Sunday, April 17, 2005

I Don't See Any Ire...

I return safely from yet another adventurous venture beyond Britain’s borders, flanked once again by the obligatory twelve hours of travel on each end (taxi-coach-coach-plane-bus-taxi and back again). This time, the destination was Ireland, where I stayed in a cottage eight miles outside of Dublin with Ben, Toby, Clare, Sofia, and Jess (three flatmates and two virtual-flatmates). It was my first-ever and much-anticipated journey to the Emerald Island, and it was everything I ever imagined it would be.

The cottage was delightfully isolated on a grassy, sheep-inhabited hillside over a mile from the nearest bus stop, a fact I deeply appreciated despite the difficulties it caused when we wanted to do things like explore Dublin or buy groceries. But we managed, and were much the fitter for it by the end of the week. About a quarter mile from the cottage was a trailhead leading out onto Tibradden Mountain and a rocky trail to explore Ireland’s wilderness. Supposedly, this trail led to a megalithic tomb named Fairy Castle, which, as you can imagine if you have any familiarity with my fascination with mythical creatures and really old rocks, I went out seeking immediately and eagerly. But alas, the fairies had hidden their secrets too well, and I never did manage to find it.
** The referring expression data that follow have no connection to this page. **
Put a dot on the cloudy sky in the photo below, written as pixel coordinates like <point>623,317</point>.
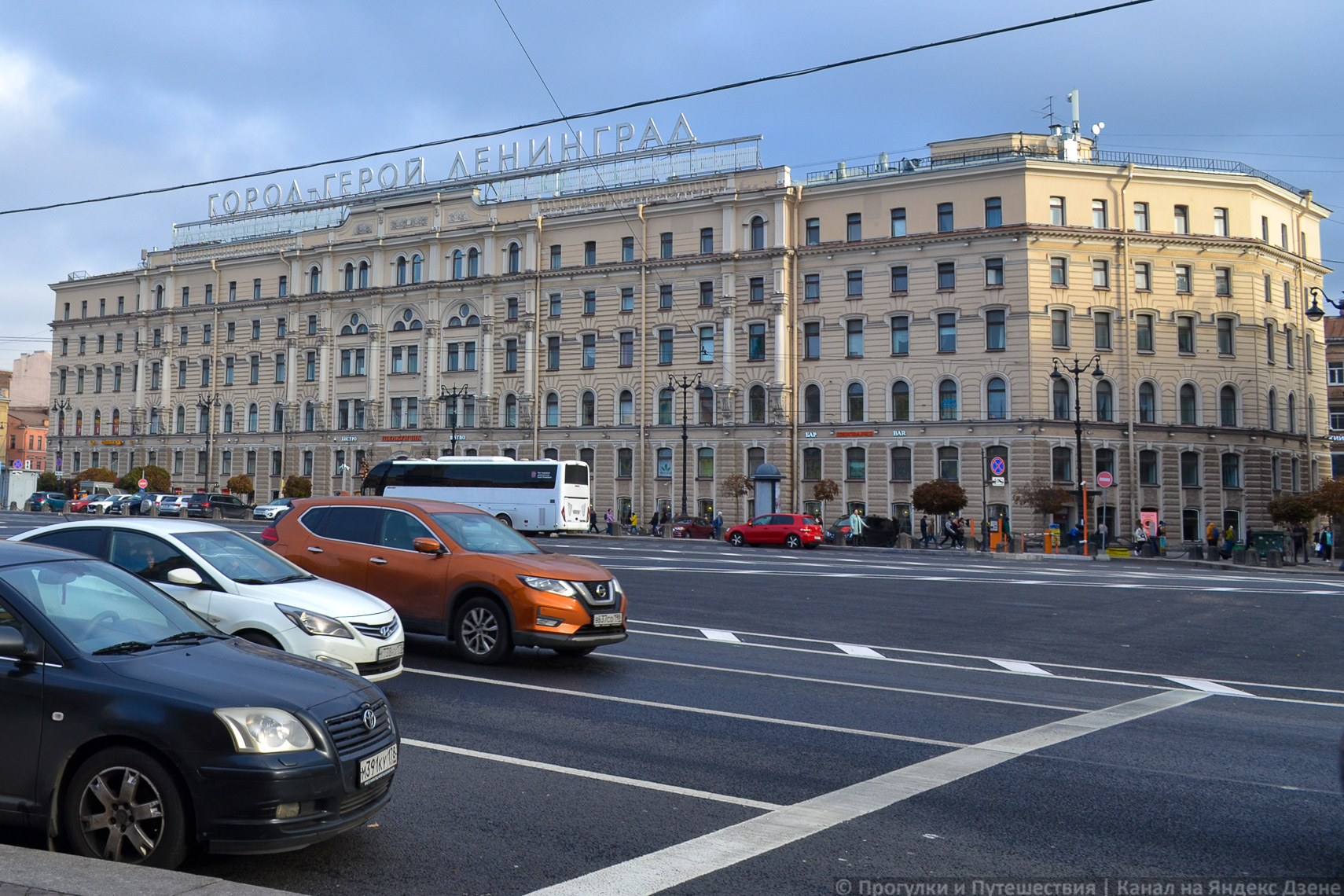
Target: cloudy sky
<point>106,98</point>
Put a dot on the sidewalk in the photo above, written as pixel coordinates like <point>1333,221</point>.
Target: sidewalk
<point>32,872</point>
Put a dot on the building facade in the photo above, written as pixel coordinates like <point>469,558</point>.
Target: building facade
<point>876,325</point>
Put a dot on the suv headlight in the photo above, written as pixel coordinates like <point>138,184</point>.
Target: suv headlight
<point>553,586</point>
<point>314,622</point>
<point>265,729</point>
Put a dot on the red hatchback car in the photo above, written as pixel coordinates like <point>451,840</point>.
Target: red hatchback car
<point>789,530</point>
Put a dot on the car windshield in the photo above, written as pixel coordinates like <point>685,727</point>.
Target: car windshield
<point>483,534</point>
<point>241,559</point>
<point>97,606</point>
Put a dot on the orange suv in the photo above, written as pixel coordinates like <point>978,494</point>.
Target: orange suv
<point>454,570</point>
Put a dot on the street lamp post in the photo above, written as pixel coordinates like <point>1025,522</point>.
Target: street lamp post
<point>449,398</point>
<point>685,384</point>
<point>60,410</point>
<point>1077,369</point>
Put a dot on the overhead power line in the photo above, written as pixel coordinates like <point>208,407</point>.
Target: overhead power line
<point>543,123</point>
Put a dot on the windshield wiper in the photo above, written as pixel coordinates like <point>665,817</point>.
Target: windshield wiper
<point>125,646</point>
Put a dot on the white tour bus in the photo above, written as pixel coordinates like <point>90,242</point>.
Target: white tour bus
<point>531,496</point>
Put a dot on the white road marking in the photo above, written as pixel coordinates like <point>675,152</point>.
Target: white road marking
<point>857,651</point>
<point>594,776</point>
<point>1211,687</point>
<point>1015,665</point>
<point>757,835</point>
<point>700,711</point>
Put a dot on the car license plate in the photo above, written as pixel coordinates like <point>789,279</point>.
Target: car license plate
<point>376,766</point>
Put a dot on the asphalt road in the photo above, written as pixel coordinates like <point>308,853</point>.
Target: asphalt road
<point>800,723</point>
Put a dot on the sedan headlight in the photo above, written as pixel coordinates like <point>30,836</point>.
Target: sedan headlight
<point>553,586</point>
<point>314,622</point>
<point>265,729</point>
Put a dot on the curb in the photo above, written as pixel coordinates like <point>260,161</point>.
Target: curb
<point>58,873</point>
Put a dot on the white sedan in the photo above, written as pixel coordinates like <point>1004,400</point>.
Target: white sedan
<point>245,590</point>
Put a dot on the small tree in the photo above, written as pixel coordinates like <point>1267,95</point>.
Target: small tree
<point>156,476</point>
<point>1045,498</point>
<point>1292,509</point>
<point>241,484</point>
<point>297,487</point>
<point>938,498</point>
<point>736,487</point>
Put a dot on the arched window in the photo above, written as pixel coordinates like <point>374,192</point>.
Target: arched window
<point>812,403</point>
<point>755,405</point>
<point>1059,399</point>
<point>1228,406</point>
<point>1105,401</point>
<point>1188,405</point>
<point>948,403</point>
<point>996,399</point>
<point>626,409</point>
<point>854,402</point>
<point>901,401</point>
<point>666,407</point>
<point>588,409</point>
<point>1147,403</point>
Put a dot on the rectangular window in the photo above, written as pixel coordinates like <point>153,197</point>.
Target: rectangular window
<point>1101,273</point>
<point>898,222</point>
<point>812,340</point>
<point>899,335</point>
<point>946,276</point>
<point>993,211</point>
<point>993,273</point>
<point>1143,277</point>
<point>755,341</point>
<point>948,332</point>
<point>1059,328</point>
<point>995,335</point>
<point>1144,332</point>
<point>1100,214</point>
<point>1101,328</point>
<point>854,284</point>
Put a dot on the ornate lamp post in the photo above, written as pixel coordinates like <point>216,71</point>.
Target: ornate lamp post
<point>449,398</point>
<point>685,384</point>
<point>1077,369</point>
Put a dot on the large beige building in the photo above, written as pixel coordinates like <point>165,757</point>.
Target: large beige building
<point>876,325</point>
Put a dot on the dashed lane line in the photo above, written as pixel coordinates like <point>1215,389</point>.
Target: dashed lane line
<point>746,840</point>
<point>702,711</point>
<point>594,776</point>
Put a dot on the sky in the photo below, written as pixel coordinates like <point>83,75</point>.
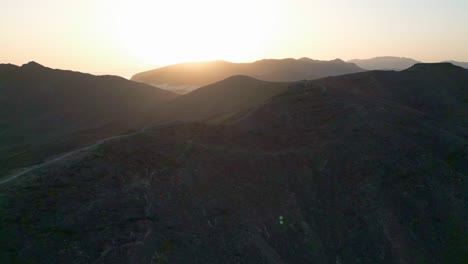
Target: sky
<point>123,37</point>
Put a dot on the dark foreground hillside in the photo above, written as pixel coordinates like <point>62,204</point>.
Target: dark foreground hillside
<point>44,112</point>
<point>364,168</point>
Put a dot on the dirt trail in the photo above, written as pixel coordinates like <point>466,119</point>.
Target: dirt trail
<point>12,177</point>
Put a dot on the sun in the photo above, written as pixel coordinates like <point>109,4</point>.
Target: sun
<point>166,32</point>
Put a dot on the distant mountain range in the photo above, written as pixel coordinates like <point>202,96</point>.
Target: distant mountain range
<point>185,77</point>
<point>44,112</point>
<point>393,63</point>
<point>367,168</point>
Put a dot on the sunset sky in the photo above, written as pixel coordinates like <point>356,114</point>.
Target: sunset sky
<point>126,36</point>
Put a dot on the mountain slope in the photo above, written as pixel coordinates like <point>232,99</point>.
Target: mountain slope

Ben lent me the Harry Potter books to re-read in preparation for the upcoming release of the sixth book, and while he read the fifth book for the first time I managed to make my way back through the first four, sparking, along the way, much discussion about the books amidst the two of us and Toby and Jess. The six of us also noticed an uncanny similarity between our own adventures and the Lord of the Rings trilogy, leading us to dub one another with the names of our corresponding characters (Toby, who organized the trip and carried the tickets, was christened Frodo, the Ringbearer; his best friend and trusty sidekick Ben became Samwise Gamgee; the mischevious duo Clare and Sofia were Merry and Pippin; Jess was dubbed Aragorn for reasons too complicated to explain; Jay, who was supposed to join us on the trip but had last-minute visa issues, henceforth became Gandalf, and I was known as Legolas). The best part was when Toby, Ben, Jess and I journeyed up Tibradden Mountain on yet another fruitless search for Fairy Castle, and were hit by a freak, 100-meter-wide storm of stinging hail that could only have been sent to us by Saruman.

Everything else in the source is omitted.